Wir haben Lorenzo eine Woche vor der Wahl in Brescia bei einer Wahlkampfveranstaltung getroffen und sind anschließend am Montag gemeinsam mit ihm im Auto nach Rom gefahren. Bis zur Wahl hatten wir dann die Gelegenheit, in Lorenzos Elternhaus außerhalb von Rom, bei Wahlkampfveranstaltungen, bei Besuchen von sozialen Projekten in und um Rom und bei seinen Fernsehauftritten dabei zu sein, alles zu filmen, alles zu begleiten und ständig Fragen zu stellen und ihn zu interviewen.

Wie oben gesagt, halte ich mich aufgrund dieser Erlebnisse und aufgrund meiner Zeit in Italien nun nicht für einen italienischen Politikkenner oder einen 5-Sterne-Experten. Aber ein paar Beobachtungen kann ich mir vielleicht erlauben.

Viele deutsche JournalistInnen kommen mit den „5 Sternen“ wohl schon deswegen nicht klar, weil sie anders entstanden sind und anders ticken als andere Parteien. Die Gründung der Partei geht zurück auf den Zorn Beppe Grillos, der vor zwanzig Jahren damit begonnen hat, sich auf Bühnen landauf und landab in Italien über das kaputte italienische Politiksystem aufzuregen, und zugleich von der Politik ein Umdenken im Sinne einer nachhaltigen ökologischen Wende einzufordern. Diesen Forderungen — nach einem Rausschmiss all der korrupten und mafiagetränkten Politikerkaste (die es in der Form in Deutschland einfach nicht gibt, weswegen deutsche Journalisten offenbar auch nur sehr begrenzt Grillos Zorn darauf nachvollziehen können) und nach einem Wandel im Denken über die ökologischen Folgen unseren Tuns auf der Erde — haben sich die unterschiedlichsten Menschen angeschlossen. Das hat es bis heute schwer gemacht, eindeutig zuzuordnen, ob und wie die Partei denn nun links oder rechts ist. Und das führt noch heute dazu, dass manchmal sehr unterschiedliche Haltungen zu verschiedenen Themen nach außen dringen. Auch Italiener haben mir gesagt, dass sie die „5 Sterne“ nicht wählen könnten, weil sie nicht wüssten, ob sie denn nun rechts oder links seien. Anstatt sich aber mit dieser Komplexität auseinanderzusetzen, wird das Thema von den deutschen Medien offenbar einfach umgedeutet in: populistisch. Wer sich im klassischen Parteienspektrum nicht einsortieren lässt, der muss wohl Populist sein, und das ist automatisch gleichbedeutend mit: abzulehnen bzw. gefährlich.

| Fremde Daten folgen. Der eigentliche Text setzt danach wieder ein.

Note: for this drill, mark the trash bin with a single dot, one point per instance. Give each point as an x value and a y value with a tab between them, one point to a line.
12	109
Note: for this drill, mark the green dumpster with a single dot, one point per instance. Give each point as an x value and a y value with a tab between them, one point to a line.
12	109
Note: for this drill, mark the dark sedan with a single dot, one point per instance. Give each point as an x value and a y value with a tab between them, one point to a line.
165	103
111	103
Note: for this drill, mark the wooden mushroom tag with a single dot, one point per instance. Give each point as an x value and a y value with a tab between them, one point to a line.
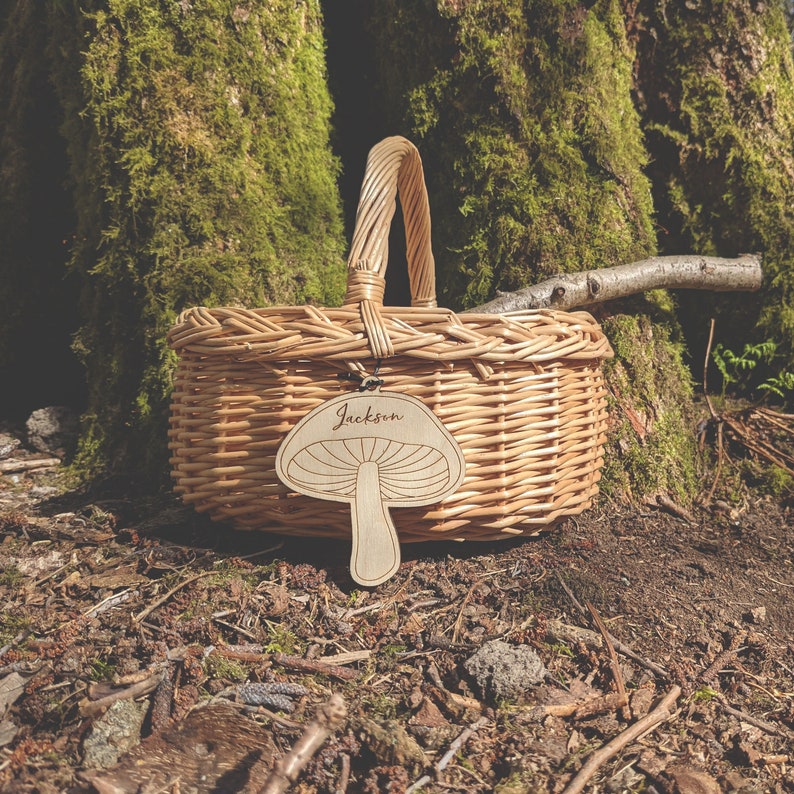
375	450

Ein anderes Thema: Europa. Es liegt mir besonders am Herzen, daher habe ich Lorenzo natürlich darauf angesprochen und nach der kolportierten „europakritischen Haltung“ der Partei gefragt. Er selbst ist ein glühender Fan der europäischen Idee, aber zugleich fest davon überzeugt, dass wir nur dann für Europa sein können, wenn wir es kritisieren. Denn — und das hat er uns in einer Art flammenden Rede vor unserer laufenden Kamera hinter den Kulissen beim italienischen Fernsehsender „La Sette“ gesagt — aus seiner Sicht hat sich die heutige europäische Union weit von der ursprünglichen Gründungsidee Europas entfernt. Wir haben nicht das Europa, das sich die GründerInnen mal ausgedacht hatten, das soziale und gerechte Zustände unter seinen Bürgern schafft und auf Ausgleich und Brüderlichkeit ausgerichtet ist. Heute ist Europa ein von neoliberalem Wettbewerbsdenken durchdrungenes Gebilde, das aufgrund der Ungerechtigkeit in seinem Inneren zu zerbrechen droht. Das will Lorenzo ändern, und deswegen ist er natürlich europakritisch — im besten Sinne des Wortes. Den Brexit bewertet Lorenzo anders als viele Europafreunde, aber man kann auch seine Sicht nachvollziehen: Er sieht ihn als positive Sache, weil er sagt, dass die britischen Regierungen all die Jahre lang Europa als Projekt eigentlich immer nur gelähmt und geschwächt haben. Wenn sie erstmal weg sind, wird man besser vorwärts gehen können.

Luigi di Maio dagegen hat durchaus sonderbare Dinge zum Brexit gesagt. Und es muss wohl in der Vergangenheit auch andere widersprüchliche Äußerungen aus den Reihen der „5 Sterne“ zu Europa gegeben haben. Aber bei der Vorstellung des potenziellen Kabinetts am 1.3. in Rom haben sämtliche Kandidaten, die in einer Regierung in irgendeiner Weise mit Außenpolitik oder Europa zu tun hätten, klare Bekenntnisse für Europa abgegeben. Aus all diesem entnehme ich, dass wir mit einer 5-Sterne-Regierung keine zusätzliche Sorge um Europa haben müssten — im Gegenteil, wir können uns spannende Impulse erhoffen. In der Financial Times beschrieb Lorenzo den Plan der 5 Sterne für Europa kürzlich jedenfalls so:

Our ambition is to reconnect the EU with its founding values of solidarity, sustainability and peace. Far from being isolationists, we strive for an interconnected Europe truly capable of promoting the wellbeing of its citizens and the rest of the world.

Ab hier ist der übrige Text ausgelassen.